Diese Willkommenskultur spiegelt sich natürlich auch in der Sprache wieder: Dass in Behörden nicht flächendeckend Englisch gesprochen wird, bzw. sich viele Mitarbeiter*innen ganz konkret weigern, auf Englisch zu arbeiten, kann in unserer heutigen Zeit eigentlich nicht mehr sein. Das ist ein großes Thema, das längst priorisiert werden müsste.
Genauso wie die Digitalisierung der bürokratischen Prozesse, so dass sowohl kundenzentrierter als auch schneller und transparenter gearbeitet werden kann.
Aber auch Unternehmen können eine Menge tun: Englisch als Zweitsprache in Unternehmen sollte an sich genauso wenig diskutiert werden. Wer internationale Talente für sich gewinnen will, der muss hier auch sprachlich eine Brücke bauen. Gleichzeitig geht es natürlich auch darum, die Menschen möglichst schnell auch in deutsche Sprachkurse zu bekommen und sie und eben auch ihre Familien zu begleiten, damit sie sich eben nicht nur beruflich, sondern auch ganzheitlich in unsere Gesellschaft integrieren können.

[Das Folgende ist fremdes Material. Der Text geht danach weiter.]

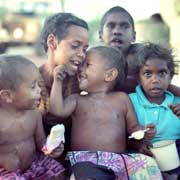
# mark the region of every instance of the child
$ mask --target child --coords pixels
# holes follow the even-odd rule
[[[62,180],[64,169],[44,156],[38,68],[22,56],[0,56],[0,179]]]
[[[179,144],[180,97],[167,91],[174,75],[171,51],[156,44],[146,44],[139,51],[136,63],[139,86],[136,93],[129,96],[139,123],[156,125],[157,133],[152,142],[175,140]],[[177,148],[180,153],[180,147]],[[175,173],[180,175],[180,170]]]
[[[88,47],[87,23],[71,13],[57,13],[47,18],[41,33],[42,45],[47,52],[47,63],[40,67],[42,79],[39,84],[42,98],[39,109],[44,113],[43,122],[46,133],[62,118],[53,116],[49,111],[49,94],[53,83],[53,70],[56,66],[66,64],[68,75],[63,81],[63,96],[79,92],[76,72],[82,64]],[[65,124],[65,151],[69,150],[71,121]],[[61,162],[64,163],[64,156]]]
[[[110,8],[101,19],[99,38],[104,44],[122,50],[126,57],[128,55],[128,49],[136,39],[134,20],[129,12],[120,6]],[[131,67],[128,64],[128,69],[129,68]],[[127,93],[134,92],[137,80],[135,76],[134,78],[132,77],[133,76],[129,79],[127,76],[127,83],[125,82],[123,88],[117,83],[115,89],[123,90]],[[132,83],[129,83],[129,81]],[[131,85],[129,86],[129,84]],[[134,86],[132,86],[132,84],[134,84]],[[176,96],[180,96],[180,87],[170,85],[168,89]]]
[[[73,94],[65,99],[62,81],[67,68],[59,66],[54,71],[50,111],[61,117],[72,115],[73,151],[68,153],[68,157],[76,180],[113,180],[115,176],[123,180],[136,179],[137,170],[142,173],[140,176],[161,179],[152,158],[125,153],[126,137],[142,127],[137,124],[128,96],[112,91],[117,80],[123,83],[124,69],[125,60],[118,49],[91,48],[78,76],[81,90],[88,94]],[[150,159],[150,164],[147,159]],[[150,167],[155,171],[152,172]],[[146,170],[147,174],[144,174]]]

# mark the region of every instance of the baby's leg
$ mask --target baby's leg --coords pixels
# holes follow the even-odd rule
[[[61,173],[57,177],[51,178],[50,180],[66,180],[64,173]]]
[[[105,166],[91,162],[78,162],[72,166],[76,180],[115,180],[114,172]]]

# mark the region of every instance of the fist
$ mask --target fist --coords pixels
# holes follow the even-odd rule
[[[67,68],[65,65],[59,65],[54,68],[54,79],[55,80],[64,80],[67,76]]]

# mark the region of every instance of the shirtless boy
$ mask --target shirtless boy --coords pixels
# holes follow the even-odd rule
[[[26,58],[0,56],[0,180],[62,180],[64,168],[41,153],[46,139],[38,78]]]
[[[142,129],[128,96],[123,92],[112,92],[117,80],[123,83],[124,69],[125,59],[118,49],[91,48],[78,77],[80,89],[88,94],[73,94],[63,99],[66,66],[55,68],[50,111],[61,117],[72,116],[73,151],[68,157],[76,180],[114,180],[116,176],[125,180],[134,177],[137,169],[146,168],[145,162],[138,162],[140,155],[124,154],[126,137]],[[149,178],[161,179],[160,171],[156,173]]]

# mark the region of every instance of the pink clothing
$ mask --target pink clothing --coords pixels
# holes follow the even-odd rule
[[[37,154],[31,167],[25,172],[8,172],[0,168],[0,180],[51,180],[64,171],[59,162],[43,154]]]

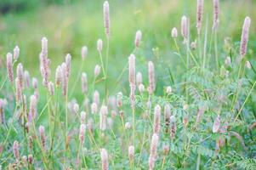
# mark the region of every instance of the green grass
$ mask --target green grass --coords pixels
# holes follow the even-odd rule
[[[5,55],[12,51],[17,44],[20,48],[19,62],[21,62],[25,70],[28,70],[31,76],[38,78],[40,101],[37,105],[37,122],[36,130],[43,124],[46,128],[47,148],[42,152],[40,141],[34,138],[34,149],[31,154],[34,156],[34,164],[29,168],[37,167],[44,168],[63,168],[68,164],[71,167],[77,168],[77,156],[80,150],[79,166],[88,169],[100,168],[100,148],[105,148],[109,153],[111,169],[129,169],[133,163],[128,158],[128,146],[133,144],[132,130],[124,130],[120,116],[113,118],[113,129],[107,129],[105,136],[98,128],[97,116],[90,113],[90,109],[83,105],[84,100],[92,102],[94,89],[100,91],[102,103],[105,99],[105,88],[107,87],[111,96],[115,96],[119,91],[124,94],[122,108],[117,111],[124,110],[124,122],[132,123],[132,110],[129,106],[128,71],[126,68],[128,57],[134,49],[134,36],[137,30],[142,31],[142,43],[136,50],[136,71],[143,74],[145,86],[147,87],[147,62],[155,63],[156,89],[151,96],[151,108],[148,110],[146,102],[149,99],[147,93],[139,94],[136,92],[135,109],[135,162],[138,169],[148,168],[148,156],[152,135],[151,121],[153,120],[153,108],[160,105],[163,110],[166,104],[171,105],[172,115],[176,118],[176,138],[170,139],[169,133],[164,133],[164,122],[162,118],[162,131],[158,144],[158,158],[156,162],[156,169],[169,168],[196,168],[201,169],[221,168],[234,169],[255,167],[255,129],[249,127],[255,122],[256,108],[254,103],[255,90],[253,84],[255,82],[253,69],[245,69],[243,76],[237,77],[239,63],[236,60],[239,56],[239,47],[243,20],[250,16],[252,25],[248,50],[246,60],[248,60],[253,67],[256,68],[256,8],[253,1],[220,1],[220,23],[218,29],[218,60],[216,68],[213,37],[212,34],[212,1],[206,1],[203,14],[203,26],[202,31],[202,44],[197,43],[196,50],[189,49],[189,69],[183,65],[180,58],[185,60],[186,47],[183,44],[180,36],[180,19],[186,15],[191,21],[191,42],[197,39],[196,28],[196,3],[192,1],[164,1],[164,0],[141,0],[141,1],[111,1],[111,38],[109,51],[109,76],[106,82],[98,81],[94,86],[94,69],[96,64],[100,64],[100,56],[96,50],[98,38],[103,39],[103,57],[106,56],[106,39],[103,26],[102,14],[103,1],[77,1],[66,2],[63,4],[51,4],[35,6],[35,8],[27,11],[6,14],[0,18],[0,82],[1,85],[6,77]],[[206,22],[208,20],[208,27]],[[173,27],[178,28],[178,46],[180,49],[179,56],[174,39],[170,32]],[[205,30],[208,31],[208,41],[204,42]],[[86,110],[87,121],[93,118],[95,129],[93,132],[95,143],[91,139],[88,130],[85,135],[85,143],[79,148],[79,114],[68,112],[68,133],[71,135],[69,150],[65,149],[65,100],[61,94],[61,89],[55,88],[55,95],[48,97],[48,90],[42,86],[39,70],[39,53],[41,51],[41,38],[46,37],[48,40],[48,57],[51,60],[51,79],[54,82],[55,69],[65,60],[66,54],[72,56],[71,73],[69,82],[69,92],[74,88],[73,94],[69,94],[68,101],[77,100],[80,105],[80,111]],[[229,39],[229,41],[227,41]],[[212,41],[211,41],[212,40]],[[198,40],[197,40],[198,42]],[[87,45],[88,55],[84,61],[82,71],[87,72],[88,78],[88,93],[84,95],[81,92],[79,69],[82,64],[81,48]],[[198,55],[199,50],[206,45],[206,65],[202,68],[203,60]],[[192,55],[191,55],[192,54]],[[193,62],[193,59],[198,65]],[[232,59],[231,65],[224,64],[227,56]],[[244,60],[245,61],[245,60]],[[243,61],[243,62],[244,62]],[[255,65],[255,66],[254,66]],[[124,71],[123,74],[122,71]],[[229,76],[225,76],[229,71]],[[100,77],[102,73],[100,75]],[[117,82],[117,77],[120,81]],[[75,83],[78,79],[79,82]],[[241,86],[240,86],[241,83]],[[171,85],[174,93],[167,95],[165,88]],[[242,88],[241,88],[242,87]],[[253,88],[252,88],[253,87]],[[33,93],[32,88],[25,90],[29,105],[29,96]],[[7,125],[1,125],[0,144],[5,140],[10,129],[10,136],[7,140],[3,151],[0,151],[0,162],[3,169],[9,163],[14,162],[12,152],[12,144],[14,140],[20,144],[20,155],[27,155],[23,125],[18,119],[15,108],[14,96],[9,82],[3,84],[0,92],[1,98],[9,101],[4,109],[6,118],[14,115],[14,122]],[[237,103],[239,105],[237,106]],[[188,104],[189,108],[183,106]],[[60,107],[56,105],[60,105]],[[99,105],[99,108],[100,106]],[[198,110],[205,108],[205,113],[199,124],[196,123]],[[43,110],[43,108],[45,110]],[[58,109],[59,108],[59,109]],[[109,112],[111,112],[109,109]],[[150,111],[150,118],[145,112]],[[14,114],[15,113],[15,114]],[[42,113],[41,116],[40,113]],[[221,116],[221,125],[228,122],[229,128],[225,133],[213,133],[213,123],[217,115]],[[50,116],[49,116],[50,115]],[[60,116],[60,120],[57,116]],[[109,113],[108,117],[111,117]],[[163,112],[162,111],[162,116]],[[182,121],[188,116],[189,124],[185,127]],[[58,116],[57,116],[58,117]],[[49,154],[50,139],[53,138],[52,126],[56,121],[55,139],[54,145],[54,157],[46,157]],[[51,128],[49,128],[51,125]],[[51,133],[49,133],[51,132]],[[238,133],[236,137],[234,133]],[[35,135],[33,129],[29,133]],[[37,132],[38,135],[38,132]],[[236,133],[235,133],[236,134]],[[226,139],[226,144],[221,147],[216,154],[216,139],[219,137]],[[143,143],[145,142],[145,144]],[[242,145],[245,144],[245,146]],[[140,145],[144,144],[144,145]],[[164,156],[162,146],[170,144],[170,152]],[[100,148],[99,148],[100,147]],[[65,161],[67,156],[67,162]],[[165,160],[163,162],[163,160]]]

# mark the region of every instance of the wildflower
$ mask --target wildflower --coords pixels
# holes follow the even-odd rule
[[[82,82],[82,94],[86,94],[88,91],[88,80],[87,80],[87,74],[85,72],[82,73],[81,82]]]
[[[203,0],[197,0],[197,11],[196,11],[196,28],[197,33],[200,33],[202,21],[202,13],[203,13]]]
[[[99,39],[97,41],[97,50],[99,51],[99,53],[101,53],[102,51],[102,46],[103,46],[103,42],[101,39]]]
[[[175,27],[174,27],[174,28],[172,29],[172,37],[173,37],[173,38],[178,37],[178,30],[177,30],[177,28],[175,28]]]
[[[139,71],[136,74],[136,83],[138,87],[142,83],[142,74]]]
[[[160,133],[160,126],[161,126],[161,107],[160,105],[156,105],[154,110],[154,126],[153,132],[154,133],[159,134]]]
[[[217,133],[219,129],[219,127],[220,127],[220,117],[219,115],[218,115],[218,116],[216,117],[213,122],[213,133]]]
[[[13,56],[11,53],[6,54],[6,66],[9,80],[14,84]]]
[[[131,107],[134,109],[135,107],[135,55],[130,54],[128,58],[129,63],[129,85],[130,85],[130,101]]]
[[[20,159],[20,153],[19,153],[19,142],[17,140],[14,142],[13,150],[14,150],[14,155],[16,159],[16,162],[18,162]]]
[[[88,55],[88,48],[86,46],[82,46],[81,49],[82,60],[84,60],[87,58],[87,55]]]
[[[39,134],[40,134],[40,138],[41,138],[41,144],[42,144],[42,147],[43,150],[45,150],[45,132],[44,132],[44,127],[40,125],[39,126]]]
[[[20,56],[20,48],[18,46],[15,46],[14,49],[14,60],[17,60]]]
[[[151,138],[151,154],[149,157],[149,167],[150,170],[154,169],[155,162],[157,156],[157,144],[158,144],[159,137],[156,133],[154,133]]]
[[[155,82],[155,66],[152,61],[149,61],[148,63],[148,74],[149,74],[149,94],[153,94],[156,88]]]
[[[104,148],[100,150],[100,157],[101,157],[102,170],[108,170],[109,169],[108,154],[106,150]]]
[[[95,65],[94,68],[94,76],[97,77],[100,73],[100,66],[99,65]]]
[[[84,141],[85,128],[86,128],[85,124],[82,123],[80,125],[80,132],[79,132],[79,140],[80,140],[81,144],[82,144]]]
[[[213,30],[216,30],[219,26],[219,0],[213,0]]]
[[[247,53],[250,25],[251,25],[251,18],[247,16],[244,20],[242,32],[241,36],[240,55],[242,59],[245,56]]]
[[[135,36],[135,41],[134,41],[136,48],[139,48],[139,46],[140,44],[141,37],[142,37],[141,31],[140,30],[137,31],[136,31],[136,36]]]
[[[172,94],[172,87],[171,86],[168,86],[166,88],[166,93],[167,94],[170,95]]]
[[[108,1],[105,1],[103,4],[104,13],[104,27],[107,38],[110,37],[110,7]]]
[[[128,147],[128,157],[130,161],[133,161],[134,158],[134,146],[133,145]]]

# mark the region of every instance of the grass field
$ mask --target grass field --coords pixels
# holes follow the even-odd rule
[[[256,2],[219,0],[219,24],[215,32],[212,29],[213,1],[205,1],[198,35],[196,1],[111,0],[109,39],[104,27],[104,1],[35,2],[27,3],[22,10],[0,15],[3,169],[153,169],[152,162],[154,169],[256,168]],[[186,41],[180,32],[183,15],[190,23]],[[247,16],[251,20],[249,40],[240,61]],[[176,38],[171,35],[174,27],[178,30]],[[138,30],[142,39],[136,48]],[[43,52],[43,37],[48,39],[48,79],[54,84],[54,94],[42,83],[40,66],[44,66],[40,65],[39,54]],[[103,40],[103,63],[97,50],[100,38]],[[12,65],[14,76],[19,76],[16,68],[21,63],[31,77],[30,86],[25,85],[25,80],[21,90],[26,99],[20,102],[15,97],[19,87],[10,83],[6,68],[7,53],[13,53],[16,45],[20,57]],[[82,46],[88,47],[84,60],[81,58]],[[128,65],[132,53],[145,88],[139,92],[142,87],[136,85],[134,99],[132,62]],[[60,85],[56,86],[55,70],[67,54],[71,55],[71,67],[65,95],[65,80],[61,77]],[[149,61],[154,64],[151,76]],[[99,76],[95,65],[101,67]],[[61,66],[61,71],[63,68],[65,66]],[[87,92],[81,89],[82,72],[87,73]],[[32,77],[37,78],[37,88],[31,85]],[[152,94],[147,91],[150,77],[155,77]],[[167,91],[171,89],[168,87],[172,92]],[[95,102],[95,90],[100,93],[100,102]],[[30,120],[31,96],[37,97],[37,114]],[[118,101],[122,105],[118,105]],[[94,103],[98,106],[95,114],[91,108]],[[104,113],[105,105],[108,114]],[[102,128],[102,122],[107,124],[106,129]],[[45,128],[43,133],[43,128],[38,132],[40,125]],[[86,127],[85,133],[81,132],[81,125]],[[157,127],[161,127],[160,133],[156,133]],[[20,144],[19,156],[13,150],[15,140]],[[157,156],[152,154],[156,140]],[[129,146],[134,147],[131,156]],[[102,148],[107,150],[107,168],[103,166],[105,153]],[[29,155],[32,163],[23,159]]]

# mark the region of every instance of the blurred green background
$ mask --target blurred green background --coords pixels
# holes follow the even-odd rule
[[[5,63],[5,54],[15,45],[20,48],[20,61],[30,71],[31,76],[39,76],[39,52],[41,38],[48,39],[48,56],[51,59],[52,76],[57,65],[67,53],[72,55],[72,72],[77,73],[81,63],[81,47],[87,45],[88,57],[83,71],[90,74],[95,64],[100,64],[96,50],[98,38],[102,38],[105,47],[103,27],[103,0],[1,0],[0,1],[0,59]],[[141,48],[136,54],[138,71],[146,73],[146,61],[158,60],[156,75],[170,68],[174,75],[184,70],[176,51],[170,31],[179,31],[183,14],[191,20],[191,39],[196,38],[196,0],[110,0],[111,42],[110,42],[110,83],[115,81],[126,65],[128,56],[134,50],[137,30],[143,32]],[[256,1],[220,0],[220,23],[219,39],[231,37],[239,47],[240,35],[244,18],[252,18],[249,48],[256,48]],[[205,1],[203,22],[208,20],[212,27],[212,1]],[[205,29],[205,28],[203,28]],[[182,38],[180,45],[182,45]],[[224,43],[224,42],[223,42]],[[222,44],[219,44],[221,54]],[[152,48],[158,48],[159,58],[154,58]],[[105,48],[104,49],[105,53]],[[251,56],[254,53],[251,50]],[[220,55],[224,60],[225,54]],[[160,64],[159,64],[160,63]],[[162,65],[165,65],[164,66]],[[127,73],[126,73],[127,74]],[[76,78],[76,76],[72,77]],[[168,77],[162,83],[168,83]],[[123,76],[122,83],[126,83]],[[77,85],[80,88],[80,83]],[[121,90],[121,89],[119,89]],[[79,92],[77,92],[79,93]]]

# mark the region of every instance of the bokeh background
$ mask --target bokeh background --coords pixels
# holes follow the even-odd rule
[[[52,76],[54,76],[56,66],[64,60],[67,53],[72,55],[71,71],[76,75],[81,64],[81,47],[86,45],[88,48],[88,57],[85,61],[83,71],[88,72],[89,79],[93,79],[93,74],[90,73],[94,71],[95,64],[100,64],[96,50],[97,39],[102,38],[105,45],[103,2],[103,0],[1,0],[2,65],[5,63],[7,52],[12,51],[15,45],[19,45],[20,61],[31,72],[31,76],[38,76],[41,38],[46,37],[48,39]],[[163,75],[159,77],[163,79],[161,83],[169,83],[168,69],[173,75],[179,77],[183,73],[179,71],[184,68],[179,57],[174,53],[176,49],[170,31],[174,26],[179,31],[180,18],[185,14],[191,20],[191,40],[196,37],[196,1],[110,0],[109,3],[111,76],[108,83],[111,85],[115,82],[125,67],[128,56],[134,48],[134,36],[139,29],[143,32],[143,42],[136,56],[137,64],[139,65],[137,70],[145,75],[146,62],[150,60],[157,60],[156,74]],[[238,48],[243,20],[247,15],[250,16],[252,18],[250,57],[255,56],[253,52],[253,48],[256,48],[255,8],[254,0],[220,0],[219,39],[224,42],[225,37],[232,37],[232,42],[236,44]],[[203,22],[206,23],[208,20],[209,31],[212,27],[212,1],[207,0]],[[182,45],[182,38],[179,39]],[[224,42],[219,44],[219,50],[222,50],[223,44]],[[224,55],[220,57],[223,60],[225,58]],[[120,87],[126,85],[126,75],[127,73],[122,77]],[[75,79],[76,76],[71,78]],[[77,88],[80,89],[80,83],[77,84]],[[75,95],[79,95],[79,93],[80,90],[77,90]]]

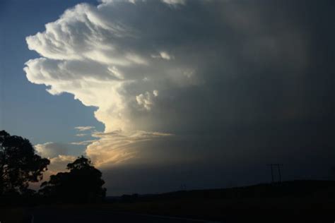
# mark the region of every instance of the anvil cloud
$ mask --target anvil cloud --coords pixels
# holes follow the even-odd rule
[[[286,3],[81,4],[26,38],[40,57],[24,70],[50,94],[97,108],[105,128],[86,154],[100,166],[310,158],[328,135],[304,138],[328,129],[331,100],[322,95],[334,90],[315,74],[330,75],[317,65],[321,21],[302,13],[319,9]]]

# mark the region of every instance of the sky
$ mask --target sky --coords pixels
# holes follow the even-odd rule
[[[0,128],[108,195],[329,179],[332,1],[0,2]]]

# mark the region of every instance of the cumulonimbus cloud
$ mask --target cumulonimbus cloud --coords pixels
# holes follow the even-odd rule
[[[81,4],[26,38],[41,56],[24,71],[50,94],[68,92],[97,107],[104,133],[75,143],[88,144],[86,154],[100,165],[118,163],[138,155],[129,149],[135,143],[170,133],[218,131],[261,113],[283,117],[278,106],[264,108],[257,88],[244,83],[264,64],[301,72],[307,54],[303,35],[290,21],[272,18],[278,25],[265,30],[272,24],[262,19],[267,14],[221,1]],[[283,47],[288,41],[294,49]],[[255,68],[246,73],[242,61]]]

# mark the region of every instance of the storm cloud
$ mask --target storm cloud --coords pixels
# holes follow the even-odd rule
[[[225,174],[241,164],[257,172],[278,162],[292,178],[322,178],[334,157],[329,4],[81,4],[27,37],[40,57],[24,70],[50,94],[97,107],[105,131],[86,152],[108,174],[143,164],[196,172],[207,162]]]

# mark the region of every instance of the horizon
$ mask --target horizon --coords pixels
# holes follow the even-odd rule
[[[108,196],[334,179],[334,5],[2,1],[0,130]]]

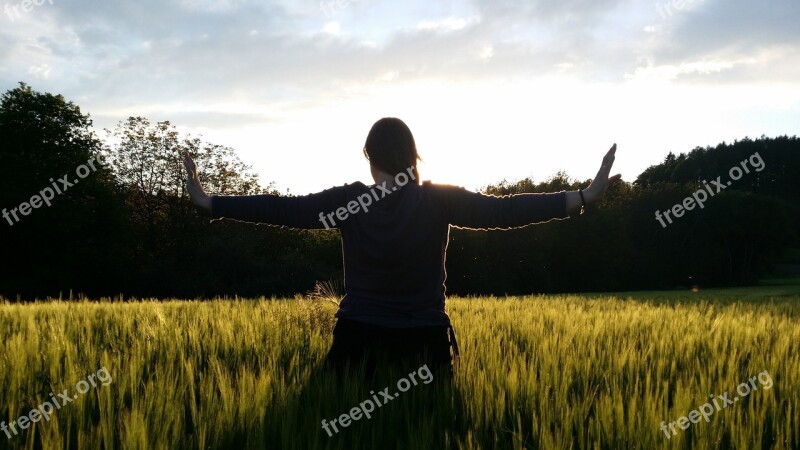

Für Firmen kann es zudem helfen, z.B. Mentorensystem zu etablieren, die die Mitarbeiter*innen eben auch über den Job hinaus begleiten und durch ähnliche Erfahrungen auch direkt eine Beziehung aufbauen können. Damit haben wir bei etlichen Kunden sehr gute Erfahrungen gemacht.
Es gibt natürlich viele Dinge wie Digitalisierung von Behörden, Prozessen, besseres Standortmarketing, Integrations-massnahmen und Co, die ich mir alle sehr für unseren Standort wünsche.
Wenn ich in die Zukunft blicke, beunruhigt mich aber vor allem das Thema Bildung in Deutschland und wie wenig doch zum Thema Unternehmertum und Verantwortungsübernahme an Schulen unterrichtet wird.
Ich kenne so viele Menschen, die großartige Unternehmen gründen könnten, sich aber lieber in die Sicherheit von Behörden oder großen Konzernen begeben. Was natürlich per se in Ordnung ist, aber in der Häufung bei den aktuellen Absolvent*innen auch Gefahren birgt. Ich habe oft den Eindruck dass Sicherheit und Risikoaversion in unserem Bildungssystem strukturiert ausgebildet werden, wichtige sogenannte “future skills” oder auch soft skills wie Empathie, Kommunikationsfähigkeit etc. sowie z.B. unternehmerisches Denken dabei aber nicht gleichermaßen berücksichtigt werden.
Nur wenn wir es schaffen, eine langfristige Innovationskultur zu etablieren, werden wir als Standort zukunftsfähig bleiben. Die Voraussetzung für eine starke Innovationskultur sind aber natürlich zum einen Diversität auf allen Ebenen und damit einhergehend die Lösung unserer demographischen Herausforderungen und zum anderen als Basis eine Fehler- und Vertrauenskultur, die uns den Mut entwickeln lässt, auch immer wieder zu scheitern.